Princetown dans le parc national de Dartmoor.

Le Devon est le comté le moins sinistre que je connaisse. Ses étés doux, ses prairies vallonnées de terre rouge et d’herbe verte, et ses côtes découpées attirent les touristes. Princetown, par contre, représente un contraste lugubre. Bien que des visiteurs se rendent ici, leur surprise est souvent palpable à leur descente de voiture.

La prison de Dartmoor est le principal caractère de Princetown. Construite à partir d’un terrain sécurisé par Thomas Tyrwhitt pour établir un dépôt destiné aux prisonniers des guerres napoléoniennes, elle est effectivement isolée.

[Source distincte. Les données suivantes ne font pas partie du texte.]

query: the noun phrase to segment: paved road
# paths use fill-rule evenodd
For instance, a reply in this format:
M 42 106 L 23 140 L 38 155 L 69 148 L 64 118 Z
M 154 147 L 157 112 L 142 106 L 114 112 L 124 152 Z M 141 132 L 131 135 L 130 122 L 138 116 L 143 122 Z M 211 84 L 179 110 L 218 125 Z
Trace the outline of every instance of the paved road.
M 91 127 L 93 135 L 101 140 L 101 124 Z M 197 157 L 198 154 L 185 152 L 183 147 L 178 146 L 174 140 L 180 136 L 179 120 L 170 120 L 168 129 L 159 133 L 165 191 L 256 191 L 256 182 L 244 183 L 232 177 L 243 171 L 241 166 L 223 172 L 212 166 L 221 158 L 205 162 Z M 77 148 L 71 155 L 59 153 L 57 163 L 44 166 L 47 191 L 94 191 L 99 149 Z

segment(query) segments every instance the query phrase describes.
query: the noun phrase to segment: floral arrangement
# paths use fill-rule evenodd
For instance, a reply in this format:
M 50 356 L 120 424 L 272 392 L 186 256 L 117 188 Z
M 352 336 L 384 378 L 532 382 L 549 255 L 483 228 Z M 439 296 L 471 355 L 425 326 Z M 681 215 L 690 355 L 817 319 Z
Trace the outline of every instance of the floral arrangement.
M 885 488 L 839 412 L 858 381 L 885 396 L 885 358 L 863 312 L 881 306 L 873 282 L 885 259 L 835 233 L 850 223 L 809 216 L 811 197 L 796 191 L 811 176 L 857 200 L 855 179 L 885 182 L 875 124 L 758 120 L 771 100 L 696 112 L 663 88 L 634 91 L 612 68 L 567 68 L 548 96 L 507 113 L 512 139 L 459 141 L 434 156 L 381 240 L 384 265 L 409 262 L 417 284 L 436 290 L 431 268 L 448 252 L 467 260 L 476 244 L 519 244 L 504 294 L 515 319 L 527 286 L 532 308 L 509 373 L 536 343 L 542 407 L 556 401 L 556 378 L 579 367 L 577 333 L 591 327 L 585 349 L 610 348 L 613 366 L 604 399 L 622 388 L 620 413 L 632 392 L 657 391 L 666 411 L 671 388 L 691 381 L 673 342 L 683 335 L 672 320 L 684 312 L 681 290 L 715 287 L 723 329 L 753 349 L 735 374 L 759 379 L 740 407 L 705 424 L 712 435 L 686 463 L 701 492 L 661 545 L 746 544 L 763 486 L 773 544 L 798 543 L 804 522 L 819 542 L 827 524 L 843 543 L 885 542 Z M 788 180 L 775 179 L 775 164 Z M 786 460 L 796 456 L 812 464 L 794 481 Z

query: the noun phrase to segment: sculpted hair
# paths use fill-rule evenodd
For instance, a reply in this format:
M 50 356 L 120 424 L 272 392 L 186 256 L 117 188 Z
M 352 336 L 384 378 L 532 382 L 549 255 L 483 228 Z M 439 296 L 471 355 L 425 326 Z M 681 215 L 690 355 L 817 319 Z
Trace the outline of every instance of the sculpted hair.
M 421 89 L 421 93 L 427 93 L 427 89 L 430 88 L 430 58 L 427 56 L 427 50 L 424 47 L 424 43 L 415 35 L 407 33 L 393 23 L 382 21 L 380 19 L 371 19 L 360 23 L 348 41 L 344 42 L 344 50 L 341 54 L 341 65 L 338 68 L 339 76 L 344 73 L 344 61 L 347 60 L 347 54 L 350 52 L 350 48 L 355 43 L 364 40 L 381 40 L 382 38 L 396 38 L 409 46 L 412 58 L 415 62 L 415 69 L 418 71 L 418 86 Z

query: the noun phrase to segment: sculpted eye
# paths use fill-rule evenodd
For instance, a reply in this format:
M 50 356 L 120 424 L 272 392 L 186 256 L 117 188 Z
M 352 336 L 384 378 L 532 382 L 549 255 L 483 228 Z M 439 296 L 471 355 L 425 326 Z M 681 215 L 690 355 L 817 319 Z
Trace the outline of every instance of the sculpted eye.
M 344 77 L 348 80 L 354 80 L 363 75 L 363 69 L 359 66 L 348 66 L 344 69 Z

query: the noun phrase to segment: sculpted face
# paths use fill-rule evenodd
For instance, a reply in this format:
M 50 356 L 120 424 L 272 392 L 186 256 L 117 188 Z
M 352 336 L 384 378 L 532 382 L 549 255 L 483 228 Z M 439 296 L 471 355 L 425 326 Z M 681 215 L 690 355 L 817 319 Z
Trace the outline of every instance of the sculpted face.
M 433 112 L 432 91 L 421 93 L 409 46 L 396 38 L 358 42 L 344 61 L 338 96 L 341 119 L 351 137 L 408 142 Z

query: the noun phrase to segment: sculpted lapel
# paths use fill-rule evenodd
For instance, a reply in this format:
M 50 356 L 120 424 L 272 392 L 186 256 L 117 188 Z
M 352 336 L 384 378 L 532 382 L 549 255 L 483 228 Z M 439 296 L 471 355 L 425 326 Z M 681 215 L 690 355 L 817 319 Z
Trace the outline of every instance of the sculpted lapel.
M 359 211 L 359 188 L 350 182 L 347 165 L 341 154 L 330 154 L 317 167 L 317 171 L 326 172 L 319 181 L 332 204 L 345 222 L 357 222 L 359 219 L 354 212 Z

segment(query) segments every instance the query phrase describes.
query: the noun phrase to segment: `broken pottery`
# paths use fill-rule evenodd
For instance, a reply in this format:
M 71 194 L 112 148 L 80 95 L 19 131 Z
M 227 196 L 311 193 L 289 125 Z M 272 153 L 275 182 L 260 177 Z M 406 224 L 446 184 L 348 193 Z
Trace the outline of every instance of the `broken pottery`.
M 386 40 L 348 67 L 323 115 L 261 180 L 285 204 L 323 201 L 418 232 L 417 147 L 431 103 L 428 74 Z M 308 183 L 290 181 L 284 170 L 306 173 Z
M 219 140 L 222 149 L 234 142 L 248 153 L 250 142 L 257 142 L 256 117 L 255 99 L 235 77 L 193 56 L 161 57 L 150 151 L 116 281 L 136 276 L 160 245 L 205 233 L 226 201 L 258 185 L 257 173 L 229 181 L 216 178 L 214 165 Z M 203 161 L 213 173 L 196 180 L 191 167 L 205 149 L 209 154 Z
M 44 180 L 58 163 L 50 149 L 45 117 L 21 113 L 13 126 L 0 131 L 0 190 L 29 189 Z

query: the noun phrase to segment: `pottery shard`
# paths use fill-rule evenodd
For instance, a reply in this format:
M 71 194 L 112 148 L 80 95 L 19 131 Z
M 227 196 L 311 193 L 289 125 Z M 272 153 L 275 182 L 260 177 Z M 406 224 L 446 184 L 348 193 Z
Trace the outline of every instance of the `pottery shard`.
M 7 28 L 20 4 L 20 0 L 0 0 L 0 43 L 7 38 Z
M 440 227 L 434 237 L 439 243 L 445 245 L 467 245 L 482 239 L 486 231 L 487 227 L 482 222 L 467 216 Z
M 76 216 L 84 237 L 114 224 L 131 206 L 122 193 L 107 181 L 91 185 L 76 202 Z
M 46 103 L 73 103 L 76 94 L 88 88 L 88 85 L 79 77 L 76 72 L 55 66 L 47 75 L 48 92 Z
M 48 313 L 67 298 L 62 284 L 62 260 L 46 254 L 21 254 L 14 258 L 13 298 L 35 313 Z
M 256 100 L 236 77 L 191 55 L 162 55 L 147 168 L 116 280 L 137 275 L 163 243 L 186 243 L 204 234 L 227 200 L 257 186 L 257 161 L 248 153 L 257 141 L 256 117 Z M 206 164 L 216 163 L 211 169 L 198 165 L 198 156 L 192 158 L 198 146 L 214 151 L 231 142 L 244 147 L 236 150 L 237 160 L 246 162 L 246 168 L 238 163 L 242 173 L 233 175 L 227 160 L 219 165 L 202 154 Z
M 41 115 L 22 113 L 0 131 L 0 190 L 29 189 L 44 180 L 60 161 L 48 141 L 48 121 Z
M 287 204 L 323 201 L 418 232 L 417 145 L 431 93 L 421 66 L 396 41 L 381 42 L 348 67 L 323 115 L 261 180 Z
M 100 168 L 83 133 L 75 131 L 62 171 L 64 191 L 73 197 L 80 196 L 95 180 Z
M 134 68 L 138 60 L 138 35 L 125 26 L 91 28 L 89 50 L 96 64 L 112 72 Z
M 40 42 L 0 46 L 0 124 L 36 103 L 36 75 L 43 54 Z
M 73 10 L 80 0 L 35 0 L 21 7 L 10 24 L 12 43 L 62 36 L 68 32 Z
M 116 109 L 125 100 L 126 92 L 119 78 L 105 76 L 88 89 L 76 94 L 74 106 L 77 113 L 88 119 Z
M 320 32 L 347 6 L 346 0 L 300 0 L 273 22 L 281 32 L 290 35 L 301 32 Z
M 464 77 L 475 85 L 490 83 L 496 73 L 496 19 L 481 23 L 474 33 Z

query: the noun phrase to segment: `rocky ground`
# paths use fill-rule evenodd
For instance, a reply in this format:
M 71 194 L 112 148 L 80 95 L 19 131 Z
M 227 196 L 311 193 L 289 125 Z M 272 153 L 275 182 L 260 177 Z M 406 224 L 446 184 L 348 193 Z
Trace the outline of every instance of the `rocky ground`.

Les premiers détenus sont arrivés en 1809, et la prison est vite devenue surpeuplée. Avec l’arrivée de prisonniers américains, les conditions se sont détériorées. À sa réouverture en 1850, elle est devenue un pénitencier pour “criminels communs”, y compris des personnages de l’histoire.

HMP Dartmoor.

Tyrwhitt a également construit une voie ferrée pour transporter la pierre et les produits agricoles. Les prisonniers et passagers utilisaient cette ligne jusqu’à sa fermeture en 1956. La prison, récemment fermée temporairement, a pourtant un destin chargé, où le passé tragique se mêle à un quotidien contemporain. À voir : les pistes de VTT de Princetown au réservoir de Burrator ; le musée de la prison de Dartmoor ; Foggintor Quarry.

Points importants à retenir

  • Exploration des racines historiques de Harrow à travers ses vestiges.
  • Clitheroe offre un mélange d’ancien et de moderne, propice à la découverte.
  • Princetown, malgré son atmosphère austère, possède une histoire fascinante liée à la pénitentiaire.
  • Chaque ville possède son identité unique et mérite d’être visitée avec un regard attentif.
  • La mixité des influences historiques et contemporaines enrichit encore leur charme.

En tant que voyageuse, la découverte de ces villes oubliées me rappelle l’importance de regarder au-delà des destinations touristiques traditionnelles. Chaque ruelle, chaque vestige chuchote des histoires prêtes à être révélées, et il est essentiel d’écouter. Ces villes, tout en étant peu fréquentées, cultivent une richesse culturelle qui mérite notre attention et notre curiosité. Je me sens habitée par l’élan de partage ces découvertes, invitant chacun à explorer et à s’imprégner de leurs atmosphères uniques dans un monde si vite oublié.